News, Press Releases, and Hot Topics

Big data means big worries says law professor Frank Pasquale.

November 26, 2014    |  

With each click of the mouse, people leave one more digital footprint, one more clue for big data brokers to scrutinize work habits and Internet behaviors.

Who is using this incredible wealth of information, and how?

Leaks, whistleblowers, and legal disputes have highlighted self-serving and reckless behavior by Silicon Valley and Wall Street, behavior that has a major impact on individuals as well as the overall economy.

In The Black Box Society, University of Maryland Francis King Carey School of Law Professor Frank Pasquale explores the enterprise of big data—an industry shrouded in secrecy but thought to be neutral and technical—to shed new light on automated judgment. The Black Box Society, was cited in the White House Report on Big Data.

 

University of Maryland Francis King Carey School of Law Professor Frank Pasquale

University of Maryland Francis King Carey School of Law Professor Frank Pasquale

Pasquale exposes how powerful interests abuse secrecy for profit and explains ways to rein them in, demanding transparency as the first step. The Black Box Society argues society should know how the data is being used—and to set limits on how big data affects lives.

A national expert on information law and big data, Pasquale addressed data policy in the health care industry over the summer.
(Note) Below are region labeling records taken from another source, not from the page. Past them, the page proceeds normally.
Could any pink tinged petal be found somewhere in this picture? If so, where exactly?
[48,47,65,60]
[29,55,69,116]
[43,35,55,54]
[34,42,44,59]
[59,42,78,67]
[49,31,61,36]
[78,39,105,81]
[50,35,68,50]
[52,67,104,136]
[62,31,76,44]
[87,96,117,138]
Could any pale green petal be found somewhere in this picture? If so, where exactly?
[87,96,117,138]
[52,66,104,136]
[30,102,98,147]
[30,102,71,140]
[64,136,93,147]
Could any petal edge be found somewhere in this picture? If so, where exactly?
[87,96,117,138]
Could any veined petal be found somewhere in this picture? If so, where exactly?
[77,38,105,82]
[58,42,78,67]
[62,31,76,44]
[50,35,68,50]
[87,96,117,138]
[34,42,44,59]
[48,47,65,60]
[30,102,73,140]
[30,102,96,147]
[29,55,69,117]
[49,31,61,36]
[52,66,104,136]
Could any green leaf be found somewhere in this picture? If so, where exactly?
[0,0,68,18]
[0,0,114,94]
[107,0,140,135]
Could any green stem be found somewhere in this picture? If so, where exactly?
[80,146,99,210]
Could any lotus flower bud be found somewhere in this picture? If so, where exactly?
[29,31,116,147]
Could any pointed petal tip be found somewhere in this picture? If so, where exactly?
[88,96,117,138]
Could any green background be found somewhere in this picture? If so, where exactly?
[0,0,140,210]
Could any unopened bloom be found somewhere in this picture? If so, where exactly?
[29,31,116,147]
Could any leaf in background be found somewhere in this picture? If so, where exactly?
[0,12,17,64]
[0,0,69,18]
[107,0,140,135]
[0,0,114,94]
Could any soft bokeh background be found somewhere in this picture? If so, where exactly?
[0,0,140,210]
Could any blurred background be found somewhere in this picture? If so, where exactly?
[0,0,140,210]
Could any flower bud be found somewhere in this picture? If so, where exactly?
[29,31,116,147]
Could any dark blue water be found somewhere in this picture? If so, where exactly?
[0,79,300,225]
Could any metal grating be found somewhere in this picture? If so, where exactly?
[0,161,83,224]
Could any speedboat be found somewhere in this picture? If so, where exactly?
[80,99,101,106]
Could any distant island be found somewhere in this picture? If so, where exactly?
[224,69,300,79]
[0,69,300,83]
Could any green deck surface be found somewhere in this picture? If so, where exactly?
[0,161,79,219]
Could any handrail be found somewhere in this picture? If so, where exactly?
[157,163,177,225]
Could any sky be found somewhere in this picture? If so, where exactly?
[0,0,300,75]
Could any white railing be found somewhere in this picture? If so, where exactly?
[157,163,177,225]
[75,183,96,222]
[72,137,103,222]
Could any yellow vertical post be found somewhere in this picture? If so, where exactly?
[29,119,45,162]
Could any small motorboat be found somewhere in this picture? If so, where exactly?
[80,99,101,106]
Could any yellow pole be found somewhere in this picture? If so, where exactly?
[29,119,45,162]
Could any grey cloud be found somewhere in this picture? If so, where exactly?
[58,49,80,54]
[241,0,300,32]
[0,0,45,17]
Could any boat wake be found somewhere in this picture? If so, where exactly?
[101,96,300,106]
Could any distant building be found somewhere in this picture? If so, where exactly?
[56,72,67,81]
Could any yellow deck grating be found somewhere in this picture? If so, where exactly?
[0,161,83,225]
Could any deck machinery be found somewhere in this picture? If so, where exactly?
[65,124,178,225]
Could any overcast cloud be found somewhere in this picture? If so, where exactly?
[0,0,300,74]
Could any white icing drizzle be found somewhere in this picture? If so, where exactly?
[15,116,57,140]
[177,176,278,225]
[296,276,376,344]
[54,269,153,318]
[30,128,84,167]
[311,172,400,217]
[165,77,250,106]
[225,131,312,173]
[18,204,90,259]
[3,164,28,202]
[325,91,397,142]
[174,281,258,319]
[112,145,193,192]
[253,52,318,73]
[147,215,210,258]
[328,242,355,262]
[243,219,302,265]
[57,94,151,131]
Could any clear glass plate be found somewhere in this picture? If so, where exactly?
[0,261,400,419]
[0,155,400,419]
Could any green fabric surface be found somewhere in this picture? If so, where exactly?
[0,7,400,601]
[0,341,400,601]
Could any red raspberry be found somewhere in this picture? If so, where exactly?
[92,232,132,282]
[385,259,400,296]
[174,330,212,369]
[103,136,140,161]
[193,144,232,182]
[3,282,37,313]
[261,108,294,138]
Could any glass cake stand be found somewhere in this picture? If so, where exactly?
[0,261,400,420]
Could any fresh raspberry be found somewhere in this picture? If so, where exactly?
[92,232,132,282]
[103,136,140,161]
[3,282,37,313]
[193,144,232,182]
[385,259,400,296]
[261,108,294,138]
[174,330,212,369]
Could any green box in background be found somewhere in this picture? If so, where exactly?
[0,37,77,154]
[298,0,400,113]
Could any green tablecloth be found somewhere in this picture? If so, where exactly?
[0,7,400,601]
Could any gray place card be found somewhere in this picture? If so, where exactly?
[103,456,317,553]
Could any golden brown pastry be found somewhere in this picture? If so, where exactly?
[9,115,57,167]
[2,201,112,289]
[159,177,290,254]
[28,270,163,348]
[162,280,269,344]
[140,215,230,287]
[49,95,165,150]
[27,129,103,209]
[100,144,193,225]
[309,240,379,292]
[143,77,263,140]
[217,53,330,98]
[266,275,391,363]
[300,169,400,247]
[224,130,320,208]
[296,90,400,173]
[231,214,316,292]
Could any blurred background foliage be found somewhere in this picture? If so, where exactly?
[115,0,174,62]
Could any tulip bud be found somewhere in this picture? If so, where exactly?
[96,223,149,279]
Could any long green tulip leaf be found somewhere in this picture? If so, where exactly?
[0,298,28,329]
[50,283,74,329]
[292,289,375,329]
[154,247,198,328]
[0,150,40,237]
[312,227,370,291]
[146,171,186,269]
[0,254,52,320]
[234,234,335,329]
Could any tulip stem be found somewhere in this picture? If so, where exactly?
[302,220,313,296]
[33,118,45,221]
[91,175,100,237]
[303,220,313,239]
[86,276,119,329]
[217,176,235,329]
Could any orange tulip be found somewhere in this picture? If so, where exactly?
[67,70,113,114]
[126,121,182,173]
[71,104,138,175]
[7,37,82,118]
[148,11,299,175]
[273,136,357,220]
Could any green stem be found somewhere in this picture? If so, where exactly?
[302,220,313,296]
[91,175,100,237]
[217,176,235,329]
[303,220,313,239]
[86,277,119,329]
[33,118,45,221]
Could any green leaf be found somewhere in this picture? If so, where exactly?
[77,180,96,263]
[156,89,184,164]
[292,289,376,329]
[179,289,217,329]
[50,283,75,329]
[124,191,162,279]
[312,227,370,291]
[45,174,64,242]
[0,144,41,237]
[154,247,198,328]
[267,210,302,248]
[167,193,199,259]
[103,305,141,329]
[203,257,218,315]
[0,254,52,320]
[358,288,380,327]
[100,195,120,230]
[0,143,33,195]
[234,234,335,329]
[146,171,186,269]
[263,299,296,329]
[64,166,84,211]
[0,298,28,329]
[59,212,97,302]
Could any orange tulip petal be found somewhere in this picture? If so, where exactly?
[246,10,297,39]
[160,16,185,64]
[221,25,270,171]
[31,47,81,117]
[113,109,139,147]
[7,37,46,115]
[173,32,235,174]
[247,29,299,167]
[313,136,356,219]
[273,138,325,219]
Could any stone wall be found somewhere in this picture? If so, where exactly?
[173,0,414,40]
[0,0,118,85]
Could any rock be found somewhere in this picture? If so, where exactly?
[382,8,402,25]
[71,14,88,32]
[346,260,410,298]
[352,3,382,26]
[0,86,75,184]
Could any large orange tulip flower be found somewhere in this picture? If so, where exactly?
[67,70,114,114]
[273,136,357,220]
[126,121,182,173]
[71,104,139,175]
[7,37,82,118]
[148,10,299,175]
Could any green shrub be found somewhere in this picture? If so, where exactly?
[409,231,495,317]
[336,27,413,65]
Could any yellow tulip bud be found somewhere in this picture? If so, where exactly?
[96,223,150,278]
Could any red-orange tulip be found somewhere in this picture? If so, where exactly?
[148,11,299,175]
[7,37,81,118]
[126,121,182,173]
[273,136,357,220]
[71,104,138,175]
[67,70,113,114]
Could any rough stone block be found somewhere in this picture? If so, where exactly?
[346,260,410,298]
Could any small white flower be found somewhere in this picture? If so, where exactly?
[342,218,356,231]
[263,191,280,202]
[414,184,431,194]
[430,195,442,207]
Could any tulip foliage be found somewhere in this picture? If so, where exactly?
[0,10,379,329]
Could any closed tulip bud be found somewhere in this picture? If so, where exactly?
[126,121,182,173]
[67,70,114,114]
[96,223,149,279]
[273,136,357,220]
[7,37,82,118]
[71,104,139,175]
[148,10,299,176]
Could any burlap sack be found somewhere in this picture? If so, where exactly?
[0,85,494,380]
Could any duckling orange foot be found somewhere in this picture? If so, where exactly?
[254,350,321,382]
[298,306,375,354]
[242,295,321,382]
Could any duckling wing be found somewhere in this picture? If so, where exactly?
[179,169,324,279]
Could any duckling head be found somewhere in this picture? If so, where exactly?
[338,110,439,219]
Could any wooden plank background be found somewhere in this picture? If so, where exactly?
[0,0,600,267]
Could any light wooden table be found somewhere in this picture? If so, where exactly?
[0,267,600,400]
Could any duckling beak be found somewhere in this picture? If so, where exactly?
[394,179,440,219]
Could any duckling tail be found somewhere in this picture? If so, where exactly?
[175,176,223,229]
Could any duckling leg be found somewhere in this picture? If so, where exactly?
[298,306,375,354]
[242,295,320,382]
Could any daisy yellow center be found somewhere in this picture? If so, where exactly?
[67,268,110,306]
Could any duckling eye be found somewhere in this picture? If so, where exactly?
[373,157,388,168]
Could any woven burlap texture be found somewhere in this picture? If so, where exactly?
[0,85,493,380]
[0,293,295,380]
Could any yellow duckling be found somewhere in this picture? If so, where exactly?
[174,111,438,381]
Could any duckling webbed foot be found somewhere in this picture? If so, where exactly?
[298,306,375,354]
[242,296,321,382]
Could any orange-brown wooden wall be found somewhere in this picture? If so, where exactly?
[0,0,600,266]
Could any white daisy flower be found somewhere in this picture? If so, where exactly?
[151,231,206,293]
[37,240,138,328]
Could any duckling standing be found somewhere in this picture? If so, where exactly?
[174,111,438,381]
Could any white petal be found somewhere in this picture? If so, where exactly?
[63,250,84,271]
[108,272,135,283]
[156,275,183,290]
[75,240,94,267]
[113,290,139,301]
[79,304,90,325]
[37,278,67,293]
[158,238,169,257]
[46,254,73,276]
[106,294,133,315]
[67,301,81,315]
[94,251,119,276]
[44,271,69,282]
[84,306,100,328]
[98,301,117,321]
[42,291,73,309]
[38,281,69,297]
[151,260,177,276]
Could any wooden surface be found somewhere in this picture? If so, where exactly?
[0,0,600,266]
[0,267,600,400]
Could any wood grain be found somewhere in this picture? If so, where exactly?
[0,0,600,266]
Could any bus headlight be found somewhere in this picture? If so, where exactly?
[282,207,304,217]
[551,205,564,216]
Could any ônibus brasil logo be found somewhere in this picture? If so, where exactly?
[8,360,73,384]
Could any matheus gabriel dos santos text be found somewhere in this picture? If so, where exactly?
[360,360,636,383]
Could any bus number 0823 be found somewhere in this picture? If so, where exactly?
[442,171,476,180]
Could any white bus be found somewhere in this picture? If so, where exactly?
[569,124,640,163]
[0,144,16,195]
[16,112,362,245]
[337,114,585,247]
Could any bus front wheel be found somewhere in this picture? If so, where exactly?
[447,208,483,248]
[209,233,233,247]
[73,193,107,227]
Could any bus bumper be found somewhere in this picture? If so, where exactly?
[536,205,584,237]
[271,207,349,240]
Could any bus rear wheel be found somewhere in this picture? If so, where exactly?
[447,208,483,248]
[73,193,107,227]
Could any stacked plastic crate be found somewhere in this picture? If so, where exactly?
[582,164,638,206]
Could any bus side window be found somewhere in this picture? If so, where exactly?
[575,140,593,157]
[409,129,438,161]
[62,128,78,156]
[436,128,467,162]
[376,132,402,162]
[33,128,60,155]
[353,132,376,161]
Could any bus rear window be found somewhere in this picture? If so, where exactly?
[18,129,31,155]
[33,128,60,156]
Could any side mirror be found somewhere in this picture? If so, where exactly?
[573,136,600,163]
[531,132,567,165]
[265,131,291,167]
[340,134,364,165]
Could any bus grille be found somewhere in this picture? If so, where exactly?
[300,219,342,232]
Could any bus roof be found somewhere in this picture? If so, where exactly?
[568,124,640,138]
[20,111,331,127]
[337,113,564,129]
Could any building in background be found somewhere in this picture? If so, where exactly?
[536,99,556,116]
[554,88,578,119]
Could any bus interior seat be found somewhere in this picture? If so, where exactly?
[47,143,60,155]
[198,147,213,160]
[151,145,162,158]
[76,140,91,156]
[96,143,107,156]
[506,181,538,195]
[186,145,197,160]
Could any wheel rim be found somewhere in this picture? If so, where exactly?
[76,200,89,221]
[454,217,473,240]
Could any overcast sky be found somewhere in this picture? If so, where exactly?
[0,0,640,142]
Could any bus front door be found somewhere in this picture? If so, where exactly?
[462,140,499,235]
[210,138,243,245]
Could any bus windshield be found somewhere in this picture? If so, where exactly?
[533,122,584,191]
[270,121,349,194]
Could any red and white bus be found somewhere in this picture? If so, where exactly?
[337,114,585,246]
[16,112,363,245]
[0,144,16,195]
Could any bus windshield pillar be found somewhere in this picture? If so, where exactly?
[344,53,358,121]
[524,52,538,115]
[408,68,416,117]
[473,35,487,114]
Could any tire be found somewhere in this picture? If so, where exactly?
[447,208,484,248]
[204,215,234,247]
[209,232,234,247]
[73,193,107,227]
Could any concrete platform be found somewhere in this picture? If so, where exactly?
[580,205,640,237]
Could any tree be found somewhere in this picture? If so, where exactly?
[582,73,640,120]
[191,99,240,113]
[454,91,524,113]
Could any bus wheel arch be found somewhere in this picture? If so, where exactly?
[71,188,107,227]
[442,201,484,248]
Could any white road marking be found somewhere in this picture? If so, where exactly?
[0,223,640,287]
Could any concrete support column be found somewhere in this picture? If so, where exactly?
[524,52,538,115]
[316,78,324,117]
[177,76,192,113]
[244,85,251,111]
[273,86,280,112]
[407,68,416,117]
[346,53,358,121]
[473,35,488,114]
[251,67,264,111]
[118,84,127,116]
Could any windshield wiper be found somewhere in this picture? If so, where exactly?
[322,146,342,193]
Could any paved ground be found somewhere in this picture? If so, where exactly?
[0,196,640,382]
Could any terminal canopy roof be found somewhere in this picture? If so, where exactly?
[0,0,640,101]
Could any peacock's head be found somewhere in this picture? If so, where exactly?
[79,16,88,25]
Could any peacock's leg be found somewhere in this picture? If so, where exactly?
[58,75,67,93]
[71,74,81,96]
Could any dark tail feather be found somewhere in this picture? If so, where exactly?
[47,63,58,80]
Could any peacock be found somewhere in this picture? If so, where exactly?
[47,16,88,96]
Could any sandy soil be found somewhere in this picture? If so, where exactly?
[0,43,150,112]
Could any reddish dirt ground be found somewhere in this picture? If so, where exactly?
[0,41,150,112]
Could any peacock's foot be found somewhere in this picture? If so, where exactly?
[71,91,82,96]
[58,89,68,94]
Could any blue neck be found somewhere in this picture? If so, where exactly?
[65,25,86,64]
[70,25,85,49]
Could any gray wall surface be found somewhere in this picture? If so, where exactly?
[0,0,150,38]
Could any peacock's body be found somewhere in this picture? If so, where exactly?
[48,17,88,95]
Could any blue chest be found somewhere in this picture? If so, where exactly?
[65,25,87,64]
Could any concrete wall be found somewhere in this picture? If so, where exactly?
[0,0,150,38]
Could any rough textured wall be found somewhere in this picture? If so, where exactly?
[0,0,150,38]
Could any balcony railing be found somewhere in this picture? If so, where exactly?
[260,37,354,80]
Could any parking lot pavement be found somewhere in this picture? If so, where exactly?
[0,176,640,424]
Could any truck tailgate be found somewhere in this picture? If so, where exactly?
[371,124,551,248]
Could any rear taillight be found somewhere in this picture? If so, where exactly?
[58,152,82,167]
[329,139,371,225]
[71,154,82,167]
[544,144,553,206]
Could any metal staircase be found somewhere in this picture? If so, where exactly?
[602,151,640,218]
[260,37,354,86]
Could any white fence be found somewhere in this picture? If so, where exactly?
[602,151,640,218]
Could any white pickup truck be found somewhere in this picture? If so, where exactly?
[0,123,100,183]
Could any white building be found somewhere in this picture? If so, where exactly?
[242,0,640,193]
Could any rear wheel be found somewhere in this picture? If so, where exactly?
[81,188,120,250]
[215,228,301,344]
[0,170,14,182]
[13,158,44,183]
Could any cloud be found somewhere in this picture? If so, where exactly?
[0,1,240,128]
In June, Pasquale and Professor Melissa M. Goldstein of George Washington University’s School of Public Health presented a report on a panel titled “Exploring Legal Challenges to Fulfilling the Potential of mHealth in a Safe and Responsible Environment,” to members of the American Association for the Advancement of Science (AAAS) Working Group on mHealth (the use of mobile communications in health care).

The panel focused on regulation, guidelines, and policies relating to mHealth which raise questions about the type of regulatory framework that will strike the right balance between facilitating innovation and deployment of new technologies, while at the same time protecting patient safety.

Pasquale also presented on data policy at the Health Privacy Summit at Georgetown Law Center in June. The Summit focused on patient identification issues, mobile application privacy, international cybersecurity, and research data. Pasquale spoke on a panel titled “Privacy, Big Data, and Mobile: Technologies Operating Outside HIPAA Protection.”

Pasquale is a member of the Council for Big Data, Ethics, and Society, a national committee of academics in data science, law, informatics, and social science, supported through a grant by the National Science Foundation as part of the National Big Data Initiative.